Correspondence to Manoocher Soleimani, MD, Nephrology Section, Department of Medicine, Fesler Hall 108, 1120 South Dr, Indiana University School of Medicine, Indianapolis, IN 46202-5116.
Abstract The effect of long-term exposure to hypertonic
medium on Na+-H+ exchange activity was studied
in cultured vascular smooth muscle (VSM) cells by using a combination
of 22Na+ influx and pH measurement with the
pH-sensitive dye BCECF. Incubation of VSM cells in high-osmolality
medium (510 mOsm/L) for 48 hours significantly increased the
acid-stimulated 22Na+ influx (control,
3.16±0.41 nmol/mg protein per minute; high osmolality, 6.40±0.66
nmol/mg protein per minute; P<.01) and
Na+-dependent pHi recovery (control, 0.29±0.06
pH/min; high osmolality, 0.65±0.13 pH/min; P<.03).
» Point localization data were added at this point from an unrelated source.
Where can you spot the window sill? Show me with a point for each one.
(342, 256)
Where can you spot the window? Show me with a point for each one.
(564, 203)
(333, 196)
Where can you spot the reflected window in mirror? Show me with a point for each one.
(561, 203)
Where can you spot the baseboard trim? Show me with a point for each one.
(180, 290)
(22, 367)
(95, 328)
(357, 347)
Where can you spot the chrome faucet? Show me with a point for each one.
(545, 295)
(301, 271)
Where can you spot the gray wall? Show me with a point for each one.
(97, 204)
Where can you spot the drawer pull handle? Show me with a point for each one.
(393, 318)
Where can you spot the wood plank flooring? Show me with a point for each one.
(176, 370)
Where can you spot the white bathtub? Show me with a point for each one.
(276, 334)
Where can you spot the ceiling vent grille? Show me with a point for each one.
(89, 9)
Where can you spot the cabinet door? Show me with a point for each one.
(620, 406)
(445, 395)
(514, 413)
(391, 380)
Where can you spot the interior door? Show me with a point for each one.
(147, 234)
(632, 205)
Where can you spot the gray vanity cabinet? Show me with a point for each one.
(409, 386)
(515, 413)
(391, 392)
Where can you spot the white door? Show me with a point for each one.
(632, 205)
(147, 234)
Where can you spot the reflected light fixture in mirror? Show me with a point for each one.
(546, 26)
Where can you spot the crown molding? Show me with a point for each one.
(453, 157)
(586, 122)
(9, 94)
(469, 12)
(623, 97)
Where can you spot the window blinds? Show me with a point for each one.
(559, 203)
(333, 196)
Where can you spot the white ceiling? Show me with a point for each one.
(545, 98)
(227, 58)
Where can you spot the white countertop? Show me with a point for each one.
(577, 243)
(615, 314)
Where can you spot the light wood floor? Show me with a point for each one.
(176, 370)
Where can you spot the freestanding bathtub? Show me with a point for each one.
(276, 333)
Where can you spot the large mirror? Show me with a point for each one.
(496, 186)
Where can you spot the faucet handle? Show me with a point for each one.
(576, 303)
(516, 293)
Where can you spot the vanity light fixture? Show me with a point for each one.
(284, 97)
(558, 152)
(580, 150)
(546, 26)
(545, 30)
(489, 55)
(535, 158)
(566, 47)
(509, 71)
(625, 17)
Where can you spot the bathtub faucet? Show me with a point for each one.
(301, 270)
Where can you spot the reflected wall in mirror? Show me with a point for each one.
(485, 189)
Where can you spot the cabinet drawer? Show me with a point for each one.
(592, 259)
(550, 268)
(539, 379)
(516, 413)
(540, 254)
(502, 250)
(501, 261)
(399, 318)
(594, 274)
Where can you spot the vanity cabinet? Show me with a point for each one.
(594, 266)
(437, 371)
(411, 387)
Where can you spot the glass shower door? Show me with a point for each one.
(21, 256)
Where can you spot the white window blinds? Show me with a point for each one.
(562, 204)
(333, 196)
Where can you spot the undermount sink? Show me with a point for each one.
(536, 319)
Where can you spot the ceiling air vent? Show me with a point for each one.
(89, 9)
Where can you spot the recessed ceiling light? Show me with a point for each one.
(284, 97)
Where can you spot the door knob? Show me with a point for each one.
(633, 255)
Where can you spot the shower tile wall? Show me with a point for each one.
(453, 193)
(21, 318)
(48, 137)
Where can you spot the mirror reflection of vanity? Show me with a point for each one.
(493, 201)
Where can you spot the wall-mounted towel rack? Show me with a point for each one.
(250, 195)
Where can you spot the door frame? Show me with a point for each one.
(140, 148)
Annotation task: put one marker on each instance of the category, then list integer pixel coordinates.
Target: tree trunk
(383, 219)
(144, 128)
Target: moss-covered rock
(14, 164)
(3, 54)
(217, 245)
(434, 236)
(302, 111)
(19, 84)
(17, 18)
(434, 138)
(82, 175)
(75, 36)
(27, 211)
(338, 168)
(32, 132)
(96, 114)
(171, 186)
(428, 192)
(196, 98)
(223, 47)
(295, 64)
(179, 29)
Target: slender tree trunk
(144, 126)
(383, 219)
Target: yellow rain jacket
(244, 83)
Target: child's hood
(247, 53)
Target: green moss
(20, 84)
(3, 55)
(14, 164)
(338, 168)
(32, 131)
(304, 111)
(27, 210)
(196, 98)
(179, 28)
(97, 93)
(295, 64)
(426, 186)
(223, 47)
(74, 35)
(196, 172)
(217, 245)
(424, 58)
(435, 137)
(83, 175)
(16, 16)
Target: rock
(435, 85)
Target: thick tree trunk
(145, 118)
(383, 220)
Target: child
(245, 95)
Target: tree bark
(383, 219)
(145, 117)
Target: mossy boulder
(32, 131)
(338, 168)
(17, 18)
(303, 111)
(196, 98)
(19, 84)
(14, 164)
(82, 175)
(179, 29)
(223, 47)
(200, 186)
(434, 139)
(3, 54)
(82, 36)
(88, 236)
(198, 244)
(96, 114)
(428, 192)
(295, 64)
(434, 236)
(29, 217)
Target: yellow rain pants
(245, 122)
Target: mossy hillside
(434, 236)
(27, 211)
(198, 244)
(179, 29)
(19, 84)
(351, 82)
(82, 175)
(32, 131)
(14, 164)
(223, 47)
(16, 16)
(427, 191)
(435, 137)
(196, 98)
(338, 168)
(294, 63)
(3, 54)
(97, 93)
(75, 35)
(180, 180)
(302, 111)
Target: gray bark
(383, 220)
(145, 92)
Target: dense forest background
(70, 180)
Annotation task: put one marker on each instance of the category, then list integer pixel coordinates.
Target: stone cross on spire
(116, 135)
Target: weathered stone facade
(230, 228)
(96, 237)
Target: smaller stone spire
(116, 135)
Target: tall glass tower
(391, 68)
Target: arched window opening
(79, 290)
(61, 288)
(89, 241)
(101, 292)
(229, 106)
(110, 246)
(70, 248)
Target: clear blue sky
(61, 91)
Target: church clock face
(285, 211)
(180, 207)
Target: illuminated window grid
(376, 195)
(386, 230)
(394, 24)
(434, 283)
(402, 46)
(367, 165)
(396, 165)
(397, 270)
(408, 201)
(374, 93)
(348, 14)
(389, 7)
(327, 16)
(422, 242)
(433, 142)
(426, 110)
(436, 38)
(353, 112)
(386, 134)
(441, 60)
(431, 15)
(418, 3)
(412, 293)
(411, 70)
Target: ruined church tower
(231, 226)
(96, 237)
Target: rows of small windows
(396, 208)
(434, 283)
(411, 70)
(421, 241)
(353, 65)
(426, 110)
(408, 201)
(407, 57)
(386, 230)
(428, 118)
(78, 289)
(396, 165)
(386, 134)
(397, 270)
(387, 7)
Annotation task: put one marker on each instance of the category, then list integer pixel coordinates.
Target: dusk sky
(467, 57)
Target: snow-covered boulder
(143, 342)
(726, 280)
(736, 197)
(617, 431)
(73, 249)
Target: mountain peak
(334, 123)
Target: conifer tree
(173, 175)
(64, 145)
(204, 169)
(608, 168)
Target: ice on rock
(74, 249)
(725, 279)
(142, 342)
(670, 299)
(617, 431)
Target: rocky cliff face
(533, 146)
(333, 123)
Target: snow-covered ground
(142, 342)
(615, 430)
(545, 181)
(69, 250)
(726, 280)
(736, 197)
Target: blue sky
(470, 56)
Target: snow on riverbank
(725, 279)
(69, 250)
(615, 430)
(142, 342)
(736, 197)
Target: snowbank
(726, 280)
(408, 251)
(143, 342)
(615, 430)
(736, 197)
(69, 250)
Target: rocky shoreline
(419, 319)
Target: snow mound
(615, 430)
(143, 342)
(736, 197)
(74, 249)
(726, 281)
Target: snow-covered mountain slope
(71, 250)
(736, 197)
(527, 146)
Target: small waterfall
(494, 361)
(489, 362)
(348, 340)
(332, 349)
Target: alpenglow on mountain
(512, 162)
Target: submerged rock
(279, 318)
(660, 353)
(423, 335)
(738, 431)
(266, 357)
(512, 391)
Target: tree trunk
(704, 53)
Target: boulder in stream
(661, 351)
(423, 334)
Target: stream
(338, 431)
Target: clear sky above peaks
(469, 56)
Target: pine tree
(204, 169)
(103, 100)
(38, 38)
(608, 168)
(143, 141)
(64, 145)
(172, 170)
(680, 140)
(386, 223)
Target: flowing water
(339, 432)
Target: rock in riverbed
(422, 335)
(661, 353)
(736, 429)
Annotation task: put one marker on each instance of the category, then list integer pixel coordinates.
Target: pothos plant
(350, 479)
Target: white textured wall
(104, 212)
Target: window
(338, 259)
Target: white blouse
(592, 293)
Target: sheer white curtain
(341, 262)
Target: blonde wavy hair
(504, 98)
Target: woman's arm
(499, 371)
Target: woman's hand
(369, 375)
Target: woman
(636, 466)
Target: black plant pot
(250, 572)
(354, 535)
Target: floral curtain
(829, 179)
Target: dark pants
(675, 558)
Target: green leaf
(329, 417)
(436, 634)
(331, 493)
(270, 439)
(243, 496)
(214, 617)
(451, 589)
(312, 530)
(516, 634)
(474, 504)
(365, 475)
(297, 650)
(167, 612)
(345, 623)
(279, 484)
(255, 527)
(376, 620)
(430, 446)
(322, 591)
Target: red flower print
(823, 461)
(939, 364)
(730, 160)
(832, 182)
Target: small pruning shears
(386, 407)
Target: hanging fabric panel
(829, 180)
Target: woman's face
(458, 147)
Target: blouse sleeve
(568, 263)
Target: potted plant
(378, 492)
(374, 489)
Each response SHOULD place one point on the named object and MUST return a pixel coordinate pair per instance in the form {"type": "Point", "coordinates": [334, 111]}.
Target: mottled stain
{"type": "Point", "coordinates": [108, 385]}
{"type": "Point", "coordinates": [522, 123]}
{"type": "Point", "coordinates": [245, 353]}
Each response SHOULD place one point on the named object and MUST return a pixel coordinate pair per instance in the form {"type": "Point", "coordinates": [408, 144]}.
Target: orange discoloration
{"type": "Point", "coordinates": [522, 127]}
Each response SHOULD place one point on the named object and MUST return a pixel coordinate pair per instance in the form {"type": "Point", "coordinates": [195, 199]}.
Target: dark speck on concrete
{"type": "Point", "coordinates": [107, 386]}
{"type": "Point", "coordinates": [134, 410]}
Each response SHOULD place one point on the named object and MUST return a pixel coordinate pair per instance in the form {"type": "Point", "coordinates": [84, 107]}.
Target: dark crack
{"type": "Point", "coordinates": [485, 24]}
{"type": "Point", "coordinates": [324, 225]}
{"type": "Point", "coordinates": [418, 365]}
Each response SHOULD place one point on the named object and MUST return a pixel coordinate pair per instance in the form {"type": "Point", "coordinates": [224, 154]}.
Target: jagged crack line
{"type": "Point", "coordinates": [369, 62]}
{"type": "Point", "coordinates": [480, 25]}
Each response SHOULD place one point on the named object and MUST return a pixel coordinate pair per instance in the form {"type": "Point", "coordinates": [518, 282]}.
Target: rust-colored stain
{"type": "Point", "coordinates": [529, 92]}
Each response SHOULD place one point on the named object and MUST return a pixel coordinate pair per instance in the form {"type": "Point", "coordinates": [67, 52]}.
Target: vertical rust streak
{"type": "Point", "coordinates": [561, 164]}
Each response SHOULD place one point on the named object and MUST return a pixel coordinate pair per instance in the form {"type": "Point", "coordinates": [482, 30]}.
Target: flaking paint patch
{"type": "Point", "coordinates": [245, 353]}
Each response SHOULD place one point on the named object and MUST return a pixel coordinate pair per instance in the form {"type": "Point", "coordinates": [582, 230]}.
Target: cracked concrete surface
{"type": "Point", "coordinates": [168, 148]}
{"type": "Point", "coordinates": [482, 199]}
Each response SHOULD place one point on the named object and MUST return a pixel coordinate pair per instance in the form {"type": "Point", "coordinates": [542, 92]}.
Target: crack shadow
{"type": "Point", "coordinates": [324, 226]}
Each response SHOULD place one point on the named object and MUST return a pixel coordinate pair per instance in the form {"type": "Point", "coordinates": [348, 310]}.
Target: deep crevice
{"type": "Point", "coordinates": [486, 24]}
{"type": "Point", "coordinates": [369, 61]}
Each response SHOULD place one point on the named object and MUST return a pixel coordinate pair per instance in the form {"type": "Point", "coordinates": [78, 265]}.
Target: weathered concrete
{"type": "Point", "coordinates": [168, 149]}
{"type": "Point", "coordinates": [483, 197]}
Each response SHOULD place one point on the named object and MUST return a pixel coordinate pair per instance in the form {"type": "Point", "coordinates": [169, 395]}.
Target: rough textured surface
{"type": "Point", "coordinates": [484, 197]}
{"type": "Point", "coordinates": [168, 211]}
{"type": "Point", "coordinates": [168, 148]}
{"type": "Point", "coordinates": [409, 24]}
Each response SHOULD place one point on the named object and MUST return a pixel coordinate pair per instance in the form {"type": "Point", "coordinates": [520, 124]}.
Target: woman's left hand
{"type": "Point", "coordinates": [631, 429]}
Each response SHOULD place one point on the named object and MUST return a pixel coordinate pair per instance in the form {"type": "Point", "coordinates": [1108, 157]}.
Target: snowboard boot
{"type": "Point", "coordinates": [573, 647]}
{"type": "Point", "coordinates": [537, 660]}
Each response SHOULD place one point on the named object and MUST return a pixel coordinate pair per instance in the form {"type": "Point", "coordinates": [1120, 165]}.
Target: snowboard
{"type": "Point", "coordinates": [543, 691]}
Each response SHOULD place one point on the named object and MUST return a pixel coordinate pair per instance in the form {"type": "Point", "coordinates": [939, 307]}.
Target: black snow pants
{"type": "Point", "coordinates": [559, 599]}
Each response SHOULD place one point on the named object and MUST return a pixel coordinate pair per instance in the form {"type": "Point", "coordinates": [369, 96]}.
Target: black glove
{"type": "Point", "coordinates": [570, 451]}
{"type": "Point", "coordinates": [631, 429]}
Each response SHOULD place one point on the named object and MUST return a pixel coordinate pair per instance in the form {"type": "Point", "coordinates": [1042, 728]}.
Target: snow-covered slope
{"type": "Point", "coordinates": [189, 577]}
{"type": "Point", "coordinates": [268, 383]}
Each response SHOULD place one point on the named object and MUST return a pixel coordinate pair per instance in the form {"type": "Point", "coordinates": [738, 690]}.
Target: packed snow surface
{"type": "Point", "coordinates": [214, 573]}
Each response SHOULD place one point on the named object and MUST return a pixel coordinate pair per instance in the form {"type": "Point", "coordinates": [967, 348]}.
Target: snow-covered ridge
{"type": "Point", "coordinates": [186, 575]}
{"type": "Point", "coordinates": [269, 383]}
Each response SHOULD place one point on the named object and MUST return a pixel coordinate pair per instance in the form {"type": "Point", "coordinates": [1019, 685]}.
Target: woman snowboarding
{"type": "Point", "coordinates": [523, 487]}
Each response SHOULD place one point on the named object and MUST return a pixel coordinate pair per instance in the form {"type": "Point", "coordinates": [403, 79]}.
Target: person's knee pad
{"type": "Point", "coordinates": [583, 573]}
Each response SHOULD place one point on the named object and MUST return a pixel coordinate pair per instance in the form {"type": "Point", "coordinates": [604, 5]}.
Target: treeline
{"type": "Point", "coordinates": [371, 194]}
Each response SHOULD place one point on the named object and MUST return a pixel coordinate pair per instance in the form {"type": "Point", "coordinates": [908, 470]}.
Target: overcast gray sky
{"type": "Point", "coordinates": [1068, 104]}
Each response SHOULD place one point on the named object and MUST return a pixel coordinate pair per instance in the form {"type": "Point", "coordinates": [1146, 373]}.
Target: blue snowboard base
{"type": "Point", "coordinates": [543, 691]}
Activation of Na+-H+ exchange was osmolality
dependent and reached maximal stimulation at
700 mOsm/L.
Na+-H+ exchanger stimulation was independent of
serum in the culture media. Na+-H+ exchanger
isoform (NHE-1) mRNA in VSM cells cultured in high-osmolality medium
was unchanged from that in VSM cells cultured in control medium,
indicating an absence of transcriptional regulation by high osmolality.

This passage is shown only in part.